陸大公子倒是有事相托,陸許兩家在租界的宅子,想託褚韶華出手。陸大公子道,「你一向眼光精準,如果有合適買家,價錢合適就都賣了吧。家父與許叔之意都是想在天津居住。」褚韶華應下此事。

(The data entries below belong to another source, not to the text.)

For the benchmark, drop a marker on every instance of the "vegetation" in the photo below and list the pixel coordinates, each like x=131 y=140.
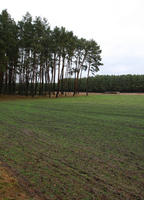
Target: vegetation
x=33 y=58
x=104 y=83
x=76 y=148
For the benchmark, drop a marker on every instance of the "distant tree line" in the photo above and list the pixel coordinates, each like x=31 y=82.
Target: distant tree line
x=121 y=83
x=36 y=60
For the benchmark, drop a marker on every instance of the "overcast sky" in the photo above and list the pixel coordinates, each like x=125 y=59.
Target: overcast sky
x=116 y=25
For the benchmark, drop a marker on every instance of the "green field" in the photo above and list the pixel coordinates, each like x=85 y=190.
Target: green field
x=76 y=148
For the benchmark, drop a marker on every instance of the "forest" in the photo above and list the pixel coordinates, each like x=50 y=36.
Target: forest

三人又說了些事,陸大公子道,「你現在必然事忙,就不多耽擱你了。待有空到天津,一定要知會我們一聲。」褚韶華笑,「那是一定的。」又問陸家迴天津的時間,陸大公子說票定在五天後,也就是收拾收拾細軟便北去天津了。褚韶華說要過去相送,陸大公子知褚韶華性情,並未推辭。只是心下暗想,當年陸家主政上海,聞知秋其實有機會競爭市長之位,結果,陸家仍是支援周市長上位。如今看遍上海灘,對陸家事盡心盡力的,卻是褚韶華。無限好文,盡在晉江文學城說來,陸家對聞家,當真有愧。
三人一起下樓,陸大公子請褚韶華先上車,車伕拉開車門,褚韶華忽然轉身看向陸許二人,沉默片刻,褚韶華認真的說,「在這樣的亂世,其實大家都想為國家找一條新的道路。不管怎麼說,這一筆一筆,終會記入史冊,千百年後,有人翻開這段歷史,會看到你們曾經為國家流的血。」陸許二人盡皆動容,陸大公子早生華髮的鬢角在陽光下微光輕閃,他笑了笑,感激的看入褚韶華的眼睛,「上車吧。」